The answer appears to be 22, a number some occultists are said to believe holds psychic powers. Hearst, psychic, who'd a thunk it? That's the number I've heard from outsiders and that's the approximation we're seeing leak out of Seattle as the stories surface of who will be among the chosen to move online and who will be riffed. (Writing about death throes is now getting to be a modern art form, here ably done by the PI's own Dan Richman; next new Pulitzer category?).
Now 22 is an interesting number. Let's do the math. The PI starts with 170 newsroom staffers. Online-only, it moves to 22, which would be 12.9% of its print staff. That's a number worth remembering.

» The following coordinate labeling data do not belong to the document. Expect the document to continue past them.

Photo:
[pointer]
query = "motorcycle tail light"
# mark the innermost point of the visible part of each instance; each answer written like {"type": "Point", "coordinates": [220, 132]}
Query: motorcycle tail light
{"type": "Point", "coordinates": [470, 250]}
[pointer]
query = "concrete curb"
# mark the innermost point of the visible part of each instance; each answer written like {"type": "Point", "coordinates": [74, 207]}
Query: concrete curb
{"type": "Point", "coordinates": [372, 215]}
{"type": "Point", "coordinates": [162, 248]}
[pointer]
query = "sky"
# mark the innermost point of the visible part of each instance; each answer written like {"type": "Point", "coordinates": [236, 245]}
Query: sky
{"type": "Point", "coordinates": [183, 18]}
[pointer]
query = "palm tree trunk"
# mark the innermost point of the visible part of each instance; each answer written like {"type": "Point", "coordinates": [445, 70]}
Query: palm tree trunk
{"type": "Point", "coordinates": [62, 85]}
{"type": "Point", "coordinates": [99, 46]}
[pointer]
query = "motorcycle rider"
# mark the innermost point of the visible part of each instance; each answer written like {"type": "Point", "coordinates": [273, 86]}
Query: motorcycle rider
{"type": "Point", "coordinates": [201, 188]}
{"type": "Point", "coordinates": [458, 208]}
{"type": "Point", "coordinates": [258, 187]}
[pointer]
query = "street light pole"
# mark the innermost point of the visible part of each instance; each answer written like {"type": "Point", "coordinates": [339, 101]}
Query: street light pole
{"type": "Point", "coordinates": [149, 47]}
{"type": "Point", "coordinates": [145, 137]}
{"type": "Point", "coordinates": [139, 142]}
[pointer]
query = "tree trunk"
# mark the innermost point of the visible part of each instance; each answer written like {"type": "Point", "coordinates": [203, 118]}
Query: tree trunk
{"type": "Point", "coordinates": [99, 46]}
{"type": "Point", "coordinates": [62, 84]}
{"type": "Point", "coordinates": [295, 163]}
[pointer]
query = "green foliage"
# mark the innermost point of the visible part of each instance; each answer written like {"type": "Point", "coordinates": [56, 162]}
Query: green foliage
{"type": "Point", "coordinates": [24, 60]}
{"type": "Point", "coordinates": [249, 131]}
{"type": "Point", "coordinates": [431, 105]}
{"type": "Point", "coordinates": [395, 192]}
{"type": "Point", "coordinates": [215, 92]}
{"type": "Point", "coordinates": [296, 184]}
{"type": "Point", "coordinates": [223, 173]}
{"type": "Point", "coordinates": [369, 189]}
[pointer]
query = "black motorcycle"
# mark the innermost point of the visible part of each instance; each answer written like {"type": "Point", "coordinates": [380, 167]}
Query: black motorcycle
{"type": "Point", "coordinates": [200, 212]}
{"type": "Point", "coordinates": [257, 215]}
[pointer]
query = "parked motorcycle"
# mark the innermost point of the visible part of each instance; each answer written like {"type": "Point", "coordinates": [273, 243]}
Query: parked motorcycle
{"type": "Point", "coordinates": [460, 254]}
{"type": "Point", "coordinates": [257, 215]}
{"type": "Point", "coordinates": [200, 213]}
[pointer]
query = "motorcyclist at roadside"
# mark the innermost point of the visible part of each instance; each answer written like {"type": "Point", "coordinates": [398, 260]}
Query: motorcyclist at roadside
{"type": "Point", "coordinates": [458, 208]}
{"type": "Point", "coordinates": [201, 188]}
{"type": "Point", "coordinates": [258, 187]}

As the Christian Science Monitor, the Capital Times, the East Valley Times and the Detroit papers, among others, all engaging in one form or another of flipping the switch (going from print to digital) or dayscrapping (reducing the days of print publication or delivery), I've often gotten this question from the press: "Why don't papers just go online-only?" We talk about the economics of print vs. online vs. hybrid, and I've guesstimated that if metro dailies indeed flipped the switch, they'd be able to "afford" about 15% of their newsroom staffs. So that 12.9% number confirms my guess. With metros taking in 10%-plus of their revenues from digital advertising now, that's about all the current business will support.
It's a sobering number.
Let's figure there are 44,000 journalists left in US newsrooms, an up-to-date tally hard to come up with. So, if the industry magically flipped that switch tomorrow, we've got an estimate of how many online-only published could pay: 6600 journalists, and that's at the optimistic 15% number. Of course, many papers don't need to and won't flip the switch; recall that the US news industry should still take in $36 billion+ in revenues this year (down from $47 billion in 2005). But the number -- 6600 -- sticks in your brain.
Let's compare that number of 22 to a couple of others. One of the online-only PI's new competitors is Crosscut, a site with great verve and and newspaper roots of its own. It supports a staff of seven, after having just moved from profit-(seeking) to non-profit. If you talk to the start-ups from MinnPost to Voice of San Diego, they'll tell you something less than a dozen can be supported, and that's with foundation support.